On Thu, Jul 5, 2012 at 12:35 PM, Stan Hoeppner <stan@hardwarefreak.com> wrote:
On 7/5/2012 2:44 AM, Adrian M wrote:
Hi Stan, I know how to add drives to the storage and how to grow the existing filesystem, but such big filesystems are somehow new to mainstream linux. Yes, I know some university out there already have pentabytes filesystems, but right now stable linux systems have trouble formatting ext4 partition over 16T. All this is telling me that is safer to have two or tree smaller filesystems than a big one. Dovecot has a nice feature for this "Directory hashing" http://wiki.dovecot.org/MailLocation/
At 16TB+ scale with maildir you should be using XFS on kernel 3.x, not EXT4. Your performance will be significantly better, as in 30% or much more. The typical XFS filesystem in the wild today is 50TB+ and there are hundreds of XFS filesystems well over 100TB deployed around the world.

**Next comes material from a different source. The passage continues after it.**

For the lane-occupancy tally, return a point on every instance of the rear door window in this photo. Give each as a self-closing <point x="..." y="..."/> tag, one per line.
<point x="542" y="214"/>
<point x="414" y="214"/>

NASA has XFS filesystems of 380TB and 535TB, and also has multiple 1PB+ CXFS (cluster XFS) filesystems. 20TB is a tiny snack for XFS, 500TB is lunch, 1PB is a big supper. A single XFS can scale to 16 Exabytes, or 1 million terabytes, though the largest deployed so far that I'm aware of is NASA's 535TB XFS. It'll scale to anything you'll ever throw at it, and much more.
What I don't know is a nice way to migrate from a single directory no hashing to more than one and hashing.
It's a good time to migrate to XFS.
-- Stan
Hi Stan, I already have xfs, and kernel 3.x. Switching from kernel 2.6.x to 3.x a couple months ago did indeed decrease the iops number.